Jan gulped. His fingers, which still held Freder’s wrist in their clutch, gripped tighter, as though they wished to crush the bones.

“Why am I telling you this?” he stammered. “Can one describe lightning? Or music? Or the fragrance of a flower? All the women in the hall suddenly blushed violently and feverishly and all the men turned pale. Nobody seemed capable of making the least movement or of saying a single word.... You know Rainer? You know his young wife? You know how they loved each other? He was standing behind her. She was sitting, and he had laid his hands on her shoulders with a gesture of passionate and protective affection. As the girl walked by them—she walked, led by the hand of the old man, with gentle ringing step, slowly through the hall—Rainer’s hands slipped from his wife’s shoulders. She looked up at him, he down at her; and in the faces of those two were burnt, like a torch, a sudden, deadly hatred....

“It was as though the air was burning. We breathed fire. At the same time there radiated from the girl a coldness—an unbearable, cutting coldness. The smile which hovered between her half-open lips seemed to be the unspoken closing verse of a shameless song.

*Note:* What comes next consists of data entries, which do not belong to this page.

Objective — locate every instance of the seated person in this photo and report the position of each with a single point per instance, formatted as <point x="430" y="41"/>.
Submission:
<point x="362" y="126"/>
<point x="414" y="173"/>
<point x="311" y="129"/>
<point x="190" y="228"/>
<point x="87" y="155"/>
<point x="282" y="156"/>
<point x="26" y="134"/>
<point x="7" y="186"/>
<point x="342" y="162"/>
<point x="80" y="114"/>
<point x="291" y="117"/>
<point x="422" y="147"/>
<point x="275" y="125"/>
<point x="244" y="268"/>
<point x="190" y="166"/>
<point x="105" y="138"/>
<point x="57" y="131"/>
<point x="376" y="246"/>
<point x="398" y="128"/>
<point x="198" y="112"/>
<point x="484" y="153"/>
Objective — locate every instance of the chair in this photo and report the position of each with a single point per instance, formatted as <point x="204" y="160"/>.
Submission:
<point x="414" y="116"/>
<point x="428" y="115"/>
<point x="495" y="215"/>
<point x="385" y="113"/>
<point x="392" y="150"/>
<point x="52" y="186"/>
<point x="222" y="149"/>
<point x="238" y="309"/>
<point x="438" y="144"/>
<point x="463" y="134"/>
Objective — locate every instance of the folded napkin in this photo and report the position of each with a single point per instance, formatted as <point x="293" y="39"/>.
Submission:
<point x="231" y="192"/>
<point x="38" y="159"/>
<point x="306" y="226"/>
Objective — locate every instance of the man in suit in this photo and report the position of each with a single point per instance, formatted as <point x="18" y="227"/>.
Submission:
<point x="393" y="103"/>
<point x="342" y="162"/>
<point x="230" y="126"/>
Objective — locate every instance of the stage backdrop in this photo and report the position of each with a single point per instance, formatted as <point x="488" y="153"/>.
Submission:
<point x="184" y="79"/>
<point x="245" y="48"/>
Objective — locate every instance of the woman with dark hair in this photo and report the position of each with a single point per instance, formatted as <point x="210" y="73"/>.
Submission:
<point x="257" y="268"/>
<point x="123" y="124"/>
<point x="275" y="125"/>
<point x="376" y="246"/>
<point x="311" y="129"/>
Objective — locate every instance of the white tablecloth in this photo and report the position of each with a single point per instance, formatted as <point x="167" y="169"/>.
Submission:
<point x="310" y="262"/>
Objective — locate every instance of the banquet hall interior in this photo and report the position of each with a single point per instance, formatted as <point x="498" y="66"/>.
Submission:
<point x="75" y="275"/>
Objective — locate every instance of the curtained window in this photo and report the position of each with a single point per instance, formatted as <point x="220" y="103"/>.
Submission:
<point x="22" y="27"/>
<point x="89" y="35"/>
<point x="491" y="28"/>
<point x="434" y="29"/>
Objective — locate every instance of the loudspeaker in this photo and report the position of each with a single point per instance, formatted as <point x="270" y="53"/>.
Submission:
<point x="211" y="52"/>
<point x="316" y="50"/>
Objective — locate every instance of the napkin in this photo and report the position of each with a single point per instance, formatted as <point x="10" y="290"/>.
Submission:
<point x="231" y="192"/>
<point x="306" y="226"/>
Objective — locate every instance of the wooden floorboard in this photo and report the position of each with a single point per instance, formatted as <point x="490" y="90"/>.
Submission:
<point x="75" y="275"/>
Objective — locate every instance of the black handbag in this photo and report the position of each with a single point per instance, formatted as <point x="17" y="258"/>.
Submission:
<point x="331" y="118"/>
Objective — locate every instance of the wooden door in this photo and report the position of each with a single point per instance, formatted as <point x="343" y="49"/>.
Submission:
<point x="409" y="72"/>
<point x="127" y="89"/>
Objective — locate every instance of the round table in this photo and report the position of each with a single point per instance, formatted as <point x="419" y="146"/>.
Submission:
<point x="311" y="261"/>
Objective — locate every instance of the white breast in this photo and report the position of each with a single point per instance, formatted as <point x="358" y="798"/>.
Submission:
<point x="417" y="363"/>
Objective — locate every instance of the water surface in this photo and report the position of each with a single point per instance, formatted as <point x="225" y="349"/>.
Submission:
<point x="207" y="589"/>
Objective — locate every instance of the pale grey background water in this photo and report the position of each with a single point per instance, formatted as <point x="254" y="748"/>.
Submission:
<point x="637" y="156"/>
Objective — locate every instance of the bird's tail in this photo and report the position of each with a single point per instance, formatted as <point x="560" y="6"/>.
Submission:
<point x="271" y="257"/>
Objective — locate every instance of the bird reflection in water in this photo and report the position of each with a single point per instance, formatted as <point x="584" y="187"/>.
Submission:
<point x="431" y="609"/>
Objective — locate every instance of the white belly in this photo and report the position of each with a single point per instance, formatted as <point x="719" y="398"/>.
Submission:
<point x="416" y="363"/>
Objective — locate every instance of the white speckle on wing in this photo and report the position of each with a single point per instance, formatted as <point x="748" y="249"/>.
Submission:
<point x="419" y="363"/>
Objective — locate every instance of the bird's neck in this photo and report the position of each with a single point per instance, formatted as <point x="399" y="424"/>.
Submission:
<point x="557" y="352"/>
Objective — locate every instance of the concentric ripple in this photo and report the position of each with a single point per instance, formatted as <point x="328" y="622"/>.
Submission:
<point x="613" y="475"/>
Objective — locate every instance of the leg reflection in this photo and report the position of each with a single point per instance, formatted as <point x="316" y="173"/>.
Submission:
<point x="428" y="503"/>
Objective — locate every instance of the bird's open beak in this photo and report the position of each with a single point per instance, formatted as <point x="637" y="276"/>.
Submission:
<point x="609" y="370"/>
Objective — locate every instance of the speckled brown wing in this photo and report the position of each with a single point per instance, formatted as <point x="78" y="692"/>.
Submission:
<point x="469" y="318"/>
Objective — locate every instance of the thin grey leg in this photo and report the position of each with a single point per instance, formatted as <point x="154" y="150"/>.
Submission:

“Is there some substance through the power of which emotions are destroyed, as colours are by acids? The presence of this girl was enough to annul everything which spells fidelity in the human heart, even to a point of absurdity. I had accepted the invitation of this house because Tora had told me she would go too. Now I no longer saw Tora, and I have not seen her since. And the strange thing was that, among all these motionless beings who were standing there as though benumbed, there was not one who could have hidden his feelings. Each knew how it was with the other. Each felt that he was naked and saw the nakedness of the others. Hatred, born of shame, smouldered among us. Tora was crying. I could have struck her.... Then the girl danced. No, it was no dance.... She stood, freed from the hand of the old man, on the lowest step, facing us, and she raised her arms about the width of her garment with a gentle, a seemingly never-ending movement. The slender hands touched above her hair-parting. Over her shoulders, her breasts, her hips, her knees, there ran an incessant, a barely perceptible trembling. It was no frightened trembling. It was like the trembling of the final spinal fins of a luminous, deep-sea fish. It was as though the girl were carried higher and higher by this trembling, though she did not move her feet. No dance, no scream, no cry of an animal in heat, could have so lashing an effect as the trembling of this shimmering body, which seemed, in its calm, in its solitude, to impart the waves of its incitement to every single soul in the room.

“Then she went up the steps, stepping backwards, with tentative feet, without lowering her hands, and she disappeared into a velvet-deep darkness. The servants opened the door to the street. They lined up with backs bent.

“The people still sat motionless.

“'Good night, ladies and gentlemen!’ said the old man....”

Jan was silent. He took his hat from his head. He wiped his forehead.